日本人の法意識 (岩波新書 青版A-43)
明治以降に日本の輸入した大陸法は、昔から日本人がもっていた慣習法的な意識と大きくずれていた。川島武宜は、それは日本が一人前の国であることを誇示して条約を改正するための飾りだったという。この輸入した法律と「日本人の法意識」とのずれを解明する学問が、彼のつくった法社会学だった。

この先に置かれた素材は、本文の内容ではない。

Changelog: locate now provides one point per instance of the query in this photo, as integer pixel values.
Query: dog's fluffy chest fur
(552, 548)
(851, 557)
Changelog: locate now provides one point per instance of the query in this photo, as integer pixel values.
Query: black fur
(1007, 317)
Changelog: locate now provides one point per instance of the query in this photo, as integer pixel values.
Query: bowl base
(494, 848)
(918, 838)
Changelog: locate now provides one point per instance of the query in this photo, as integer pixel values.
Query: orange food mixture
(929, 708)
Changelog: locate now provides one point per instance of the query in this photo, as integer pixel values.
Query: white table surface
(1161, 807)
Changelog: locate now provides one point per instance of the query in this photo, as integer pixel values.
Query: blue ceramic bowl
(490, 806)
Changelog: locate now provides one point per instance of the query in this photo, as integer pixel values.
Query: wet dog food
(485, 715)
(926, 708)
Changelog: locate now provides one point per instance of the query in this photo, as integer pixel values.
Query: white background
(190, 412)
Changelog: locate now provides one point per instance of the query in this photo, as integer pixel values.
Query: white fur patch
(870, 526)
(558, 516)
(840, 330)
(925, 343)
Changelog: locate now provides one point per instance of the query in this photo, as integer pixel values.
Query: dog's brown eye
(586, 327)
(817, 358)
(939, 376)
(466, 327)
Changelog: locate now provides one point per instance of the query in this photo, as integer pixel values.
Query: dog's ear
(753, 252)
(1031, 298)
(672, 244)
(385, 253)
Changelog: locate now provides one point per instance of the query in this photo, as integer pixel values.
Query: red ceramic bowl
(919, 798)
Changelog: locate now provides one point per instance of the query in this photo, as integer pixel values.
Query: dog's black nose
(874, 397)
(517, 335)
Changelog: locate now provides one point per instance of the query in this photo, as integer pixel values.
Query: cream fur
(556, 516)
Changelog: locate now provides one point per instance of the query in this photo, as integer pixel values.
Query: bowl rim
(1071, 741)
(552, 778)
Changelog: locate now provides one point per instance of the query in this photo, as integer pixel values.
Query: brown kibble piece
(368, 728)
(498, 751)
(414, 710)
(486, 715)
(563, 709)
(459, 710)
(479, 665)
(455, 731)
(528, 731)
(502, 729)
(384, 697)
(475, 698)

本書で印象的なのは、きだみのるの話として書いているエピソードだ。彼が田舎でバスから降りようとすると、車掌に「煙草を落とさなかったですか」と質問された。ポケットをさぐると、確かに煙草がないのでそう答えると、車掌は後ろにいた老婆に「あんたいま煙草を拾ったでしょ。この方のだから返してあげなさいよ」というと、老婆は「おらあ落ちているものとべえ思ったよ」と笑って、煙草を返した。

若い車掌の意識では煙草の所有権は落とした持ち主にあるが、老婆の意識では拾ったものは自分のものだ。そしてこの村では、老婆の考え方のほうが普通だった。これは抽象的・排他的な所有権とは違う、日本社会のルールだった。川島はそれを「前近代的」と呼ぶが、一面的に批判するわけではない。そこには一定の合理性があるからだ。